O novo Plano de Urbanização da Cidade de Viana do Castelo, que regula ações de licenciamento de construção ou operações de loteamento, entrou hoje em vigor com a publicação em Diário da República (DR), revelou a autarquia.
“Todas as ações de licenciamento de construção, reconstrução, ampliação, alteração, conservação, demolição, urbanização, operações de loteamentos, operações urbanísticas e trabalhos de remodelação de terrenos, bem como qualquer outra ação que tenha por consequência a transformação do revestimento ou do relevo do solo, ficam sujeitas às disposições contidas no regulamento agora publicado”, indica, em comunicado, a Câmara de Viana do Castelo.
Em maio, quando foi aprovado o documento em reunião do executivo, o presidente da autarquia, o socialista Luís Nobre, explicou que, com este instrumento, “a capacidade construtiva na área urbana vai aumentar em 63,9%”, permitindo ainda desbloquear 156 novos projetos.
“É muito significativo.
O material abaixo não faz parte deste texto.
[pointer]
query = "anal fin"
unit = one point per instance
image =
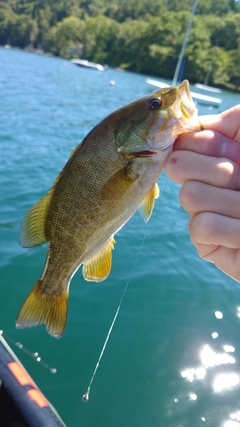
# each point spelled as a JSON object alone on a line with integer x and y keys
{"x": 98, "y": 268}
{"x": 147, "y": 204}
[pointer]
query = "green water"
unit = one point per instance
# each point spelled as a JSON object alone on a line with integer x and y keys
{"x": 162, "y": 366}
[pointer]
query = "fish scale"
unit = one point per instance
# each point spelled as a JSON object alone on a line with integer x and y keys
{"x": 111, "y": 174}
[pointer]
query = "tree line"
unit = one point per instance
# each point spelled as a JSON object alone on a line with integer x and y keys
{"x": 144, "y": 36}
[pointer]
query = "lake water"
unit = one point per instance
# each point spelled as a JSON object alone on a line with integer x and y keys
{"x": 166, "y": 363}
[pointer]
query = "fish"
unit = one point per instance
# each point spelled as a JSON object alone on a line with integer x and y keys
{"x": 108, "y": 177}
Se houver interesse, podemos duplicar a capacidade de construção, o que não acontecia com o plano atual”, afirmou.
Hoje, a autarquia lembra que o plano “tem a natureza de regulamento administrativo e vincula as entidades públicas e ainda, direta e imediatamente, os particulares”.
De acordo com a Câmara, esta alteração ao plano pretende “adaptá-lo aos critérios de Classificação e Qualificação do Solo previstos no Regime Jurídico dos Instrumentos de Gestão Territorial (RJIGT), e cumprir o disposto no n.º 7 do artigo 126.ª do regime”.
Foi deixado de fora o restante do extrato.